We need to take our children’s emotions seriously from birth. Always responding sensitively and respectfully to crying infants is to validate their feelings. Instead of shushing the infant and saying, “You’re ok,” I say, “Oh, you’re hungry! I’m getting ready to feed you.” I Always validate even the youngest infants feelings even if I can’t figure out the need. For example, tell the infant, “you’re so upset. I hear you. I’m trying to figure out what you need.”
Teaching children to be “tough” is not a good thing. Crying is not a weakness! I know many men as well as some women who have a very difficult time expressing and coping with their negative emotions because they were taught to be “tough.” And sometimes, being “tough” for some is not showing compassion for others, which is not Christ-like at all. People who are hurting need and deserve compassion and validation. This includes children!

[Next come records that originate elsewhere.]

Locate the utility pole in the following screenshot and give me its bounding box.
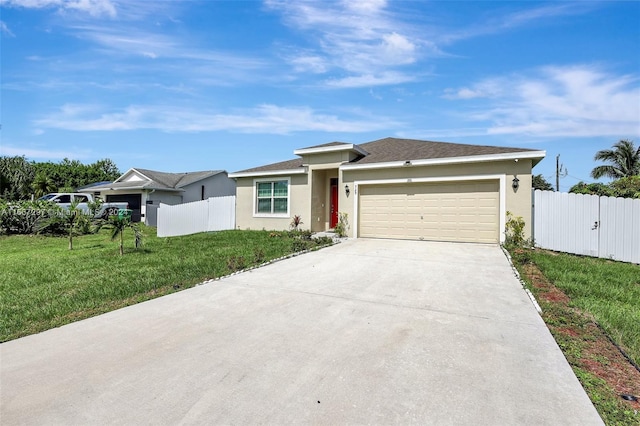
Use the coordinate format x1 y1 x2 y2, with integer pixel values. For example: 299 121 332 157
556 154 568 192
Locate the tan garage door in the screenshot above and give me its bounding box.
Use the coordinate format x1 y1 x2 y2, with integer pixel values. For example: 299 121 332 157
358 181 500 243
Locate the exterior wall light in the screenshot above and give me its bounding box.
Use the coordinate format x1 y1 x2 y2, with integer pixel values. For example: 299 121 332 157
511 176 520 191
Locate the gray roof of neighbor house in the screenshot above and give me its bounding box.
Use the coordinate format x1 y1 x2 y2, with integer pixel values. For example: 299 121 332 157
91 168 225 191
236 138 538 173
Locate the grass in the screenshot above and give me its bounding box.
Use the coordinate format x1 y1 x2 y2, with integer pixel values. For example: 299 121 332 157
0 227 328 342
531 250 640 365
510 249 640 425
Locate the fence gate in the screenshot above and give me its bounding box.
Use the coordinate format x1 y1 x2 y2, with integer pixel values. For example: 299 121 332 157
533 190 640 263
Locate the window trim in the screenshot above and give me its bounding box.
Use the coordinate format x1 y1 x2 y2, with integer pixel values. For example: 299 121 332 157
253 177 291 218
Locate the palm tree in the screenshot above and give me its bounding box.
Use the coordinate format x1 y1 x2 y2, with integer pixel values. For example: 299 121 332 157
591 139 640 179
108 216 142 256
31 173 56 198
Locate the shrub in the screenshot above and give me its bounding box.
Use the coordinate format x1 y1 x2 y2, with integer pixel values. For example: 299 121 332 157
334 212 349 237
227 256 247 272
289 215 302 231
504 212 527 247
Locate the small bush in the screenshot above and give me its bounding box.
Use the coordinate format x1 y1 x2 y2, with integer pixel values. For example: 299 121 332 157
289 229 313 241
315 236 333 246
504 212 527 247
227 256 247 272
289 215 302 231
291 239 314 253
253 248 267 265
333 212 349 237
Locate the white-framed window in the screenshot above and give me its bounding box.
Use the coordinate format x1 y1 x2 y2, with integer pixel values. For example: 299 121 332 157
253 178 290 217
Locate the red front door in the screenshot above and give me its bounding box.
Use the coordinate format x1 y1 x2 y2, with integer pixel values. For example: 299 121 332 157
329 179 338 228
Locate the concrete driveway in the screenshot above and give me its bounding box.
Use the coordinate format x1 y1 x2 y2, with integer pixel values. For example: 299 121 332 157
0 240 602 425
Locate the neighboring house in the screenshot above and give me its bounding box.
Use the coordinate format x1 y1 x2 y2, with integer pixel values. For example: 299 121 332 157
87 168 236 226
229 138 545 243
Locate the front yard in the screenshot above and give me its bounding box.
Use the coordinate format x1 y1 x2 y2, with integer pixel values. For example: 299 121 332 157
0 227 329 342
511 249 640 425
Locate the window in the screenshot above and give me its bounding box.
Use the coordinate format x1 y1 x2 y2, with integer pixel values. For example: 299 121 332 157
255 180 289 216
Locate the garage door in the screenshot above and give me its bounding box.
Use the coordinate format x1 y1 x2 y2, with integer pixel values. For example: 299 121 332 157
358 181 500 243
107 194 142 222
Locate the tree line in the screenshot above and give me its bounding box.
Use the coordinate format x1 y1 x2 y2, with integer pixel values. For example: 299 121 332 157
0 156 121 201
533 139 640 198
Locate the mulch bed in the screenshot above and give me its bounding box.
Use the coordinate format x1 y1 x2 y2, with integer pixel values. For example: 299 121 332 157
522 263 640 416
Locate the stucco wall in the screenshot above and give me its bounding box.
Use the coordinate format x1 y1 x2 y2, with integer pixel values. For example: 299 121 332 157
339 160 532 237
236 160 532 241
236 175 311 230
182 173 236 203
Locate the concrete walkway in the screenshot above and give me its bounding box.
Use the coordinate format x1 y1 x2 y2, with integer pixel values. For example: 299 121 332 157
0 240 602 425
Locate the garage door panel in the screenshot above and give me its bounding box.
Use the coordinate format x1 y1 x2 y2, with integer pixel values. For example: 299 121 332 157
359 181 499 243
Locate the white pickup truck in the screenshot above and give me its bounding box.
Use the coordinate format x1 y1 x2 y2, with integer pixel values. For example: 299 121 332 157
39 192 129 219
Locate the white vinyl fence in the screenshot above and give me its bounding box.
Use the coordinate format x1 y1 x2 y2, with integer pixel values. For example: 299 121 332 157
158 195 236 237
533 190 640 263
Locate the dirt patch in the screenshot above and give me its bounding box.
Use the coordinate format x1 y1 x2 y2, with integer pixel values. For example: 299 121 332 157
521 263 640 424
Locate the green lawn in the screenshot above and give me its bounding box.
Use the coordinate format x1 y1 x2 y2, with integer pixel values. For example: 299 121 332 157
531 250 640 364
0 227 327 342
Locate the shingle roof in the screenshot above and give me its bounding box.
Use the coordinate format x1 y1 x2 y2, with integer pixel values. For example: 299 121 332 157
354 138 535 164
135 169 224 188
91 169 224 190
238 158 302 173
231 138 537 173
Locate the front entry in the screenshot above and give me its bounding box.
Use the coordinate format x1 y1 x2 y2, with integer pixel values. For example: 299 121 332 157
329 178 338 229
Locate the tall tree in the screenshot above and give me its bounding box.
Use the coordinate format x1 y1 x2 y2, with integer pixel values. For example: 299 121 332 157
591 139 640 179
31 173 57 198
0 156 35 201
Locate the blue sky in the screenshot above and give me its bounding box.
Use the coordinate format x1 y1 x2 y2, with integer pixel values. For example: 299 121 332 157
0 0 640 191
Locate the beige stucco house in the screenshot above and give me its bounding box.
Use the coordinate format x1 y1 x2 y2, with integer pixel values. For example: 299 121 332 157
229 138 545 243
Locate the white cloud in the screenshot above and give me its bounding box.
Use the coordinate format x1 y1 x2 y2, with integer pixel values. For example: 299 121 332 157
0 144 89 160
266 0 420 87
2 0 117 18
34 104 399 134
436 2 598 44
442 79 504 99
444 65 640 137
290 55 328 74
326 71 417 89
0 21 15 37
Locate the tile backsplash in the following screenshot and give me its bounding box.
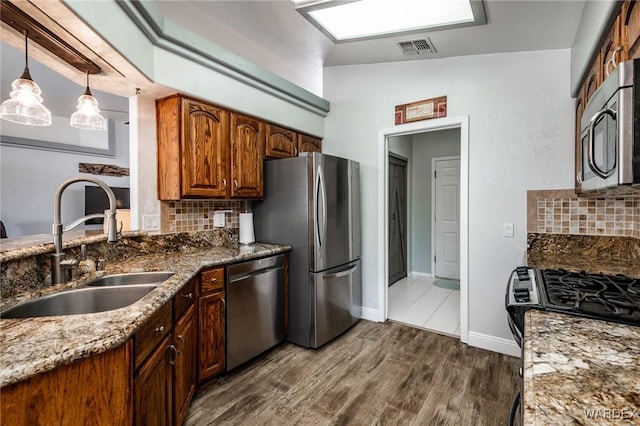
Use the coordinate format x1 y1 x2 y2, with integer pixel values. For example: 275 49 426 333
527 190 640 238
160 200 244 233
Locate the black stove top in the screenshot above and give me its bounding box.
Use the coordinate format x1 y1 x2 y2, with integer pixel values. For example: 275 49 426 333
539 269 640 325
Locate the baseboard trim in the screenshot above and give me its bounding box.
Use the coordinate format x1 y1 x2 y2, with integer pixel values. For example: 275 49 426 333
409 271 433 277
467 331 521 358
360 306 382 322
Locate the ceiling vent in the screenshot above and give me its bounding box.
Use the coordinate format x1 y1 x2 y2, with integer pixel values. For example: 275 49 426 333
398 37 438 56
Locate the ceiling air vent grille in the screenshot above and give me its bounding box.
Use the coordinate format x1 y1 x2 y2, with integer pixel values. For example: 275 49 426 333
398 38 438 56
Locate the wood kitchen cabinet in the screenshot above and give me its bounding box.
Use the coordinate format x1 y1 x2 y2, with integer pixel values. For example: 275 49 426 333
265 124 298 158
598 15 627 79
173 304 198 425
622 0 640 59
171 278 199 425
230 114 265 198
156 95 230 200
574 93 585 193
133 279 198 425
298 134 322 152
156 95 265 200
198 268 226 382
133 336 173 425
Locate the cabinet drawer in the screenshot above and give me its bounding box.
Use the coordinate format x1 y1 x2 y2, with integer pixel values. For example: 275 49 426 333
133 302 173 368
173 278 198 322
200 268 224 294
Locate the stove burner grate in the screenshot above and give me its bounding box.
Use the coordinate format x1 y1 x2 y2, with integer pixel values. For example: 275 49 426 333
542 269 640 325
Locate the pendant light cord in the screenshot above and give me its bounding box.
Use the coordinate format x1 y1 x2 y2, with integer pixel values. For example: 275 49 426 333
20 30 33 81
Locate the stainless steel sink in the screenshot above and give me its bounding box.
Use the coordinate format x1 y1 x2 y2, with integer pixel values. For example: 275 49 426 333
87 271 175 287
0 284 157 318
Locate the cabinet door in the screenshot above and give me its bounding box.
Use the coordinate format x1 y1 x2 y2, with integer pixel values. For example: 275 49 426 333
584 54 602 105
265 125 298 158
173 304 198 425
600 16 626 82
298 135 322 152
182 99 230 197
199 291 226 381
623 0 640 59
231 114 264 198
133 336 173 425
574 94 585 193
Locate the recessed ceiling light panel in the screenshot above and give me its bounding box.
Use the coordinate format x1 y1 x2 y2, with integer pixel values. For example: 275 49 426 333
293 0 486 43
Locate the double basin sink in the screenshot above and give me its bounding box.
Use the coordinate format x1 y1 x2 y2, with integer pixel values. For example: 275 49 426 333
0 271 174 318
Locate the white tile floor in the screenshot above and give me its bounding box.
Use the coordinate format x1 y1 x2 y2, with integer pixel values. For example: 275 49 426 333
388 276 460 336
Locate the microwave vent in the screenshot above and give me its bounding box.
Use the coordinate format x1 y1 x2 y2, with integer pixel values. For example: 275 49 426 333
398 37 438 56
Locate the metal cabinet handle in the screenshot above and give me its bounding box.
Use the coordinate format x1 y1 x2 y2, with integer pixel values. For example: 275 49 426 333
169 345 178 365
177 334 184 354
587 108 618 179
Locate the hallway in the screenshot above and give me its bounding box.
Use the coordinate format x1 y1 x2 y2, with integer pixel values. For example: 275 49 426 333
388 276 460 336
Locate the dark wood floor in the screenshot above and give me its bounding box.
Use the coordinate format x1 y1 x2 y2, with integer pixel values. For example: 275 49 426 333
185 320 520 426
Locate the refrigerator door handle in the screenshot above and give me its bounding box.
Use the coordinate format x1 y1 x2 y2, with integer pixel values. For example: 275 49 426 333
316 167 327 254
322 264 358 280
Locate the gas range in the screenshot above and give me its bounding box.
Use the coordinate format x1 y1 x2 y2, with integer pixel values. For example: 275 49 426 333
505 267 640 345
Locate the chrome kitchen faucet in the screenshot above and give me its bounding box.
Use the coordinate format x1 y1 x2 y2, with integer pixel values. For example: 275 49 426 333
51 176 120 284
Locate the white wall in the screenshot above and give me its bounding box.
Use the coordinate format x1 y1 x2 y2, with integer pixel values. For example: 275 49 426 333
323 50 574 340
0 122 129 238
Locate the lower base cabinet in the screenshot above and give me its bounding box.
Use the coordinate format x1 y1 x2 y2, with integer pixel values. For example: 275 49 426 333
198 290 226 382
0 341 133 426
173 305 198 425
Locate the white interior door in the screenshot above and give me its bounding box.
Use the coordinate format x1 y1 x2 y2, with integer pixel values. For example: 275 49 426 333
433 157 460 280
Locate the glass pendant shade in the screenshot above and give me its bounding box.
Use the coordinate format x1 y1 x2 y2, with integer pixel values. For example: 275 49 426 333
0 31 51 126
71 73 107 130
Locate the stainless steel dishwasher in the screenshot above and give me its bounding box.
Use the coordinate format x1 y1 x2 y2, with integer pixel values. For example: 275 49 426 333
227 255 285 370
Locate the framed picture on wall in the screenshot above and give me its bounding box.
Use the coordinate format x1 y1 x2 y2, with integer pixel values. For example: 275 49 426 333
395 96 447 124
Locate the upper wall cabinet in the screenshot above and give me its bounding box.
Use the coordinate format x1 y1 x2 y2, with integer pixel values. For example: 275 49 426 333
575 0 640 192
596 15 627 81
266 125 322 158
231 114 264 198
156 95 265 200
156 94 322 200
298 134 322 152
622 0 640 59
266 124 298 158
156 96 229 200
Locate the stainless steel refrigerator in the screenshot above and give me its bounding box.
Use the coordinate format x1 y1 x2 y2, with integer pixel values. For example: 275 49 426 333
253 153 362 348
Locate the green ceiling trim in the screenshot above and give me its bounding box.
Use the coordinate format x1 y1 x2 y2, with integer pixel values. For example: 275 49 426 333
117 0 330 117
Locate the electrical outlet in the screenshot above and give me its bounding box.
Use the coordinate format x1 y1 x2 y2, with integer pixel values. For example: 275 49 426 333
503 223 513 238
142 214 160 231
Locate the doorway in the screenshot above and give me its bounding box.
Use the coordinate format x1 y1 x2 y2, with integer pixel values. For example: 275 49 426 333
388 154 407 286
377 116 469 343
431 156 460 280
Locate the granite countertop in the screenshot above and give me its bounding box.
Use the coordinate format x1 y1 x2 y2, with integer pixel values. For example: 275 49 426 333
0 243 291 386
0 229 147 262
522 310 640 425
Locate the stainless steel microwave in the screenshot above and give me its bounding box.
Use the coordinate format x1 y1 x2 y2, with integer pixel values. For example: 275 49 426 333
577 59 640 196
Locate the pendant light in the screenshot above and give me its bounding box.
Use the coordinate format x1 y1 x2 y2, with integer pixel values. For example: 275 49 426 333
71 71 107 130
0 30 51 126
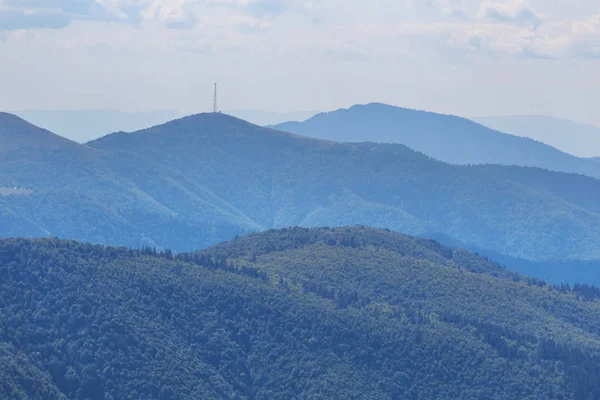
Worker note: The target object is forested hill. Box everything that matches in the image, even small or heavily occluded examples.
[275,103,600,178]
[0,114,600,261]
[0,228,600,400]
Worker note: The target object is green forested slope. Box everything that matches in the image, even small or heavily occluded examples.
[0,228,600,399]
[0,114,600,261]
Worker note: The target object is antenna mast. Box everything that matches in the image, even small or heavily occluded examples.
[213,82,219,113]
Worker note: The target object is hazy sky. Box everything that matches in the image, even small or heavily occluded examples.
[0,0,600,125]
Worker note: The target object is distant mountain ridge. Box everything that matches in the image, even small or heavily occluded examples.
[0,113,600,272]
[473,115,600,157]
[273,103,600,178]
[16,110,182,143]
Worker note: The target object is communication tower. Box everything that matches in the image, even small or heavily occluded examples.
[213,82,219,113]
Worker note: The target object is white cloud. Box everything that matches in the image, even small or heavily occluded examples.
[480,0,546,29]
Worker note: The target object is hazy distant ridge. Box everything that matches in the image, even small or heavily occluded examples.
[275,103,600,178]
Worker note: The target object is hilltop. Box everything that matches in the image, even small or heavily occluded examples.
[274,103,600,178]
[0,227,600,400]
[0,114,600,270]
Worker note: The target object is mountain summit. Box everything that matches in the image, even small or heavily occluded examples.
[274,103,600,178]
[0,111,600,268]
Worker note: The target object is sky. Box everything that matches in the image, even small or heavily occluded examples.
[0,0,600,125]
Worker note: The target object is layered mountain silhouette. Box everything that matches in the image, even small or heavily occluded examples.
[274,103,600,178]
[474,115,600,157]
[0,114,600,268]
[0,227,600,400]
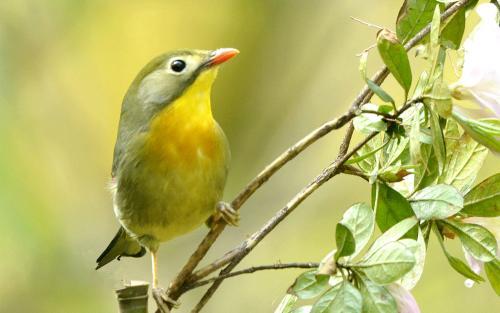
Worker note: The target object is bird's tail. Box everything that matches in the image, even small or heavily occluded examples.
[95,227,146,269]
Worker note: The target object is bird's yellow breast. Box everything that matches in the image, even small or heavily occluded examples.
[145,70,223,167]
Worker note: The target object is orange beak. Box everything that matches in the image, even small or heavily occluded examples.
[207,48,240,66]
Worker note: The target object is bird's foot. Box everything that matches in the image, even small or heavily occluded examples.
[216,201,240,226]
[152,288,181,313]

Finally, if we force children to deny, repress, and bottle up their negative emotions, they will eventually come out somehow. Or they’ll turn to harmful ways of dealing with the pain inside them. For some, this may lead to suicide.
Yes, children’s emotions matter. Everyone should be sensitive to each other’s pain. The only way to do that is to model love and compassion towards our children and everyone else that is hurting! Also, model Jesus.